Allez-y voir ! Mousseline ne se trouva pas bien. Pour ma part, quand j’y repense, j’imagine que Mousseline, qui toute sa vie n’avait connu que prés rasés et pauvres, ne savait que faire de l’abondance de ce champ. Sa couleur aussi avait pu la déconcerter.
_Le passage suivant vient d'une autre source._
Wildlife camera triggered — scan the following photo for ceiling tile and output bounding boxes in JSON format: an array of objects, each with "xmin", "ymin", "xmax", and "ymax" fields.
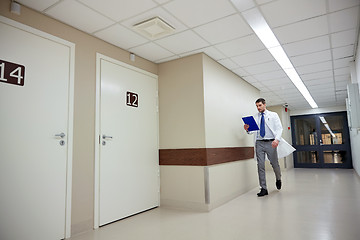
[
  {"xmin": 78, "ymin": 0, "xmax": 157, "ymax": 22},
  {"xmin": 266, "ymin": 82, "xmax": 295, "ymax": 92},
  {"xmin": 256, "ymin": 0, "xmax": 275, "ymax": 5},
  {"xmin": 262, "ymin": 78, "xmax": 296, "ymax": 89},
  {"xmin": 273, "ymin": 15, "xmax": 328, "ymax": 44},
  {"xmin": 301, "ymin": 70, "xmax": 333, "ymax": 81},
  {"xmin": 260, "ymin": 88, "xmax": 273, "ymax": 94},
  {"xmin": 328, "ymin": 6, "xmax": 360, "ymax": 33},
  {"xmin": 45, "ymin": 0, "xmax": 115, "ymax": 33},
  {"xmin": 231, "ymin": 49, "xmax": 273, "ymax": 67},
  {"xmin": 243, "ymin": 61, "xmax": 281, "ymax": 75},
  {"xmin": 94, "ymin": 24, "xmax": 148, "ymax": 49},
  {"xmin": 202, "ymin": 47, "xmax": 227, "ymax": 61},
  {"xmin": 335, "ymin": 90, "xmax": 347, "ymax": 95},
  {"xmin": 334, "ymin": 67, "xmax": 350, "ymax": 76},
  {"xmin": 163, "ymin": 0, "xmax": 236, "ymax": 28},
  {"xmin": 218, "ymin": 59, "xmax": 239, "ymax": 70},
  {"xmin": 335, "ymin": 92, "xmax": 348, "ymax": 98},
  {"xmin": 304, "ymin": 77, "xmax": 334, "ymax": 86},
  {"xmin": 331, "ymin": 29, "xmax": 357, "ymax": 48},
  {"xmin": 332, "ymin": 45, "xmax": 355, "ymax": 59},
  {"xmin": 335, "ymin": 80, "xmax": 349, "ymax": 90},
  {"xmin": 253, "ymin": 70, "xmax": 287, "ymax": 81},
  {"xmin": 154, "ymin": 30, "xmax": 209, "ymax": 54},
  {"xmin": 260, "ymin": 0, "xmax": 327, "ymax": 27},
  {"xmin": 156, "ymin": 55, "xmax": 180, "ymax": 63},
  {"xmin": 241, "ymin": 75, "xmax": 258, "ymax": 83},
  {"xmin": 120, "ymin": 7, "xmax": 187, "ymax": 35},
  {"xmin": 179, "ymin": 47, "xmax": 226, "ymax": 60},
  {"xmin": 309, "ymin": 85, "xmax": 335, "ymax": 91},
  {"xmin": 334, "ymin": 75, "xmax": 350, "ymax": 82},
  {"xmin": 153, "ymin": 0, "xmax": 172, "ymax": 4},
  {"xmin": 283, "ymin": 35, "xmax": 330, "ymax": 57},
  {"xmin": 250, "ymin": 81, "xmax": 266, "ymax": 90},
  {"xmin": 193, "ymin": 14, "xmax": 252, "ymax": 45},
  {"xmin": 261, "ymin": 77, "xmax": 293, "ymax": 87},
  {"xmin": 290, "ymin": 50, "xmax": 332, "ymax": 67},
  {"xmin": 314, "ymin": 96, "xmax": 336, "ymax": 103},
  {"xmin": 233, "ymin": 68, "xmax": 251, "ymax": 78},
  {"xmin": 328, "ymin": 0, "xmax": 360, "ymax": 12},
  {"xmin": 17, "ymin": 0, "xmax": 59, "ymax": 11},
  {"xmin": 128, "ymin": 42, "xmax": 174, "ymax": 62},
  {"xmin": 296, "ymin": 61, "xmax": 332, "ymax": 75},
  {"xmin": 276, "ymin": 88, "xmax": 300, "ymax": 95},
  {"xmin": 268, "ymin": 100, "xmax": 285, "ymax": 106},
  {"xmin": 333, "ymin": 57, "xmax": 353, "ymax": 69},
  {"xmin": 312, "ymin": 96, "xmax": 336, "ymax": 104},
  {"xmin": 215, "ymin": 35, "xmax": 265, "ymax": 57},
  {"xmin": 280, "ymin": 96, "xmax": 305, "ymax": 102},
  {"xmin": 278, "ymin": 90, "xmax": 306, "ymax": 102}
]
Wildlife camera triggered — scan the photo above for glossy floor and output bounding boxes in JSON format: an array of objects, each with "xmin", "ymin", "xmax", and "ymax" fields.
[{"xmin": 69, "ymin": 169, "xmax": 360, "ymax": 240}]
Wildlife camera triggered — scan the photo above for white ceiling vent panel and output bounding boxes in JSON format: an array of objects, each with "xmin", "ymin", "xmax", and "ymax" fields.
[{"xmin": 133, "ymin": 17, "xmax": 175, "ymax": 40}]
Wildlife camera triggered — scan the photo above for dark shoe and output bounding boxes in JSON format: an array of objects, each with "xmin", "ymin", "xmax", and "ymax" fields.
[
  {"xmin": 257, "ymin": 188, "xmax": 268, "ymax": 197},
  {"xmin": 276, "ymin": 180, "xmax": 282, "ymax": 190}
]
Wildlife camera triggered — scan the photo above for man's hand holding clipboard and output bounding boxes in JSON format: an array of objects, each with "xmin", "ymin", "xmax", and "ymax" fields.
[{"xmin": 242, "ymin": 116, "xmax": 259, "ymax": 132}]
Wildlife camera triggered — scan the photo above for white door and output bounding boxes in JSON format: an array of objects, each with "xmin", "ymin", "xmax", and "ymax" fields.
[
  {"xmin": 98, "ymin": 56, "xmax": 159, "ymax": 226},
  {"xmin": 0, "ymin": 18, "xmax": 73, "ymax": 239}
]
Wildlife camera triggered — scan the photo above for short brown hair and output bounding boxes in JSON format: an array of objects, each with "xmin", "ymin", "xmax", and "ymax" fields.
[{"xmin": 255, "ymin": 98, "xmax": 266, "ymax": 104}]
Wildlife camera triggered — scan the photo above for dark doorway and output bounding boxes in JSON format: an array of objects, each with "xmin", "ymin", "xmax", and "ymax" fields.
[{"xmin": 291, "ymin": 112, "xmax": 352, "ymax": 168}]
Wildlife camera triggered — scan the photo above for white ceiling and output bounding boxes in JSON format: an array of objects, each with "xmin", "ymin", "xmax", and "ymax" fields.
[{"xmin": 16, "ymin": 0, "xmax": 360, "ymax": 110}]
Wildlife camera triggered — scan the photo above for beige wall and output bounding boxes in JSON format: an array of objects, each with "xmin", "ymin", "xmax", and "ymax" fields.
[
  {"xmin": 208, "ymin": 160, "xmax": 257, "ymax": 209},
  {"xmin": 202, "ymin": 55, "xmax": 259, "ymax": 148},
  {"xmin": 158, "ymin": 54, "xmax": 206, "ymax": 149},
  {"xmin": 160, "ymin": 166, "xmax": 207, "ymax": 211},
  {"xmin": 0, "ymin": 0, "xmax": 157, "ymax": 235},
  {"xmin": 159, "ymin": 53, "xmax": 260, "ymax": 211},
  {"xmin": 202, "ymin": 55, "xmax": 259, "ymax": 208},
  {"xmin": 158, "ymin": 54, "xmax": 207, "ymax": 210}
]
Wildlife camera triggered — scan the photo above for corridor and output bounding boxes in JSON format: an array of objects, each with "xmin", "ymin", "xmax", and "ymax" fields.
[{"xmin": 69, "ymin": 168, "xmax": 360, "ymax": 240}]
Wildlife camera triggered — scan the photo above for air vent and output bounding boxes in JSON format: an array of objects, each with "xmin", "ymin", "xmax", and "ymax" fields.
[{"xmin": 133, "ymin": 17, "xmax": 175, "ymax": 40}]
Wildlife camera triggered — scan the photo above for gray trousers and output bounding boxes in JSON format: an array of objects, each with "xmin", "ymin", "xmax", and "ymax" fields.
[{"xmin": 255, "ymin": 140, "xmax": 281, "ymax": 190}]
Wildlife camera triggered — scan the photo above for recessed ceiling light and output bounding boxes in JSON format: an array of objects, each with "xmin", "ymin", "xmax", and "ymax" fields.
[{"xmin": 133, "ymin": 17, "xmax": 175, "ymax": 40}]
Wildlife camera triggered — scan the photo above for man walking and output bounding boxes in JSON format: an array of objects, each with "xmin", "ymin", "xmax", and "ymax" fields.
[{"xmin": 244, "ymin": 98, "xmax": 283, "ymax": 197}]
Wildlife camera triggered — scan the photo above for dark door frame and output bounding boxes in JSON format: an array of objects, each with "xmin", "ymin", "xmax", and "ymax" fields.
[{"xmin": 291, "ymin": 111, "xmax": 352, "ymax": 169}]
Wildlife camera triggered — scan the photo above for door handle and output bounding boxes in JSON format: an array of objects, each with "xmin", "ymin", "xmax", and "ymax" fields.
[
  {"xmin": 102, "ymin": 135, "xmax": 113, "ymax": 140},
  {"xmin": 55, "ymin": 132, "xmax": 65, "ymax": 138}
]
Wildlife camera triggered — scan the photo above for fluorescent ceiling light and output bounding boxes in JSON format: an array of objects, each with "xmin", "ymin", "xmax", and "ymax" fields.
[
  {"xmin": 238, "ymin": 6, "xmax": 318, "ymax": 109},
  {"xmin": 231, "ymin": 0, "xmax": 256, "ymax": 14},
  {"xmin": 319, "ymin": 116, "xmax": 327, "ymax": 124}
]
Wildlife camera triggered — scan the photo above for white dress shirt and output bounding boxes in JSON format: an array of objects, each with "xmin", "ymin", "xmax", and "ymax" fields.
[{"xmin": 256, "ymin": 110, "xmax": 276, "ymax": 140}]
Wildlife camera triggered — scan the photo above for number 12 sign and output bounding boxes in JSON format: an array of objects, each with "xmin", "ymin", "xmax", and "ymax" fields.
[
  {"xmin": 0, "ymin": 59, "xmax": 25, "ymax": 86},
  {"xmin": 126, "ymin": 91, "xmax": 138, "ymax": 108}
]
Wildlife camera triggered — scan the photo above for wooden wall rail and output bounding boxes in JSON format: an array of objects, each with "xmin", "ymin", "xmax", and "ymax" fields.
[{"xmin": 159, "ymin": 147, "xmax": 254, "ymax": 166}]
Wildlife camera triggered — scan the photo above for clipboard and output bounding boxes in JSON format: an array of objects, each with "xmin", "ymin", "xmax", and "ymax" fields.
[{"xmin": 242, "ymin": 116, "xmax": 259, "ymax": 131}]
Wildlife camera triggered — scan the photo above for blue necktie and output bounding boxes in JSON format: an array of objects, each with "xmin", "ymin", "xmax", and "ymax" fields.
[{"xmin": 260, "ymin": 113, "xmax": 265, "ymax": 138}]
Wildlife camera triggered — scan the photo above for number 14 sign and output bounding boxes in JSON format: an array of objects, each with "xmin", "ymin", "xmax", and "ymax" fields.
[{"xmin": 0, "ymin": 59, "xmax": 25, "ymax": 86}]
Car le foin ne poussait pas tout seul ; en juillet, cette prairie était une merveille ; les grosses fleurs rouges des trèfles, les grappes bleues du jargeau, les collerettes des innombrables marguerites en faisaient un jardin dont j’ai cent fois vanté la splendeur.
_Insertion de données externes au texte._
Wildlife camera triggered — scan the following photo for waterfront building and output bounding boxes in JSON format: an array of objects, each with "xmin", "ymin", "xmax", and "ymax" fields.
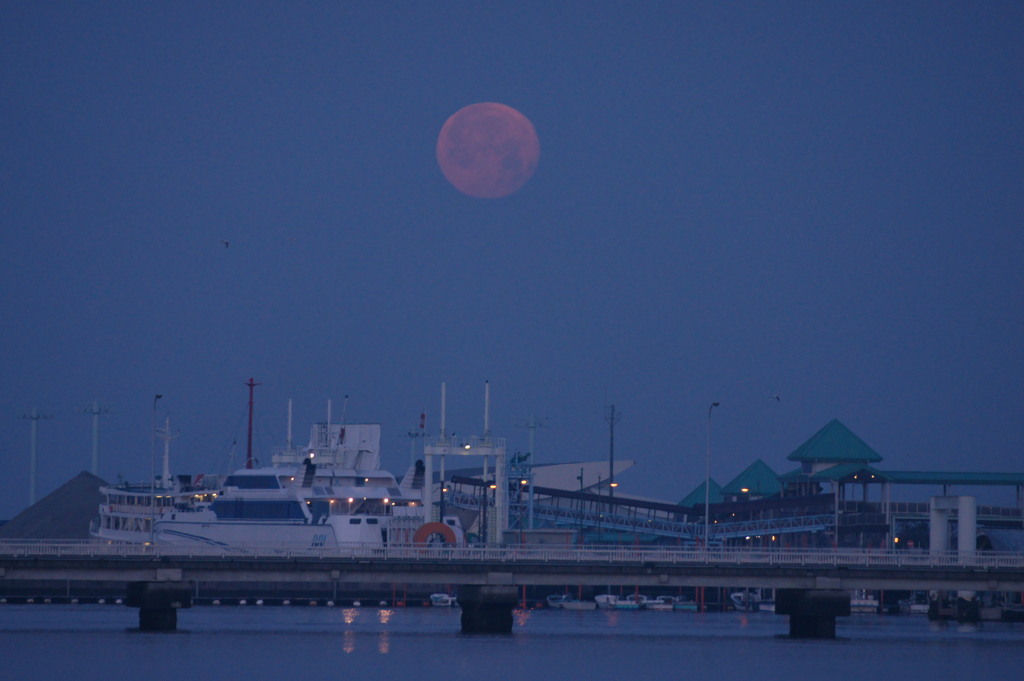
[{"xmin": 688, "ymin": 419, "xmax": 1024, "ymax": 550}]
Mousseline le regardait et beuglait.

Sur ce champ passait, parfumé de sel et d’iode, le grand air du large. Aucun lieu ne semblait plus édénique.

Il n’empêcha pas Mousseline de beugler toute la journée. Le soir Nazaire vint la chercher pour la ramener à la maison. Tout le monde supposait qu’entre les beuglements, elle avait tout de même eu le temps de prendre une bouchée, et qu’elle donnerait de quoi abreuver les trois familles du banc.

Elle donna tout juste une pinte.

Cela devenait une tragédie.

Marie sortit l’auto et s’en fut voir monsieur Mégras qui lui avait vendu l’animal. Que devait-elle en faire ?

C’était un vendredi. Il promit de venir la voir le lendemain. Sans doute avait-il l’intention de la raisonner.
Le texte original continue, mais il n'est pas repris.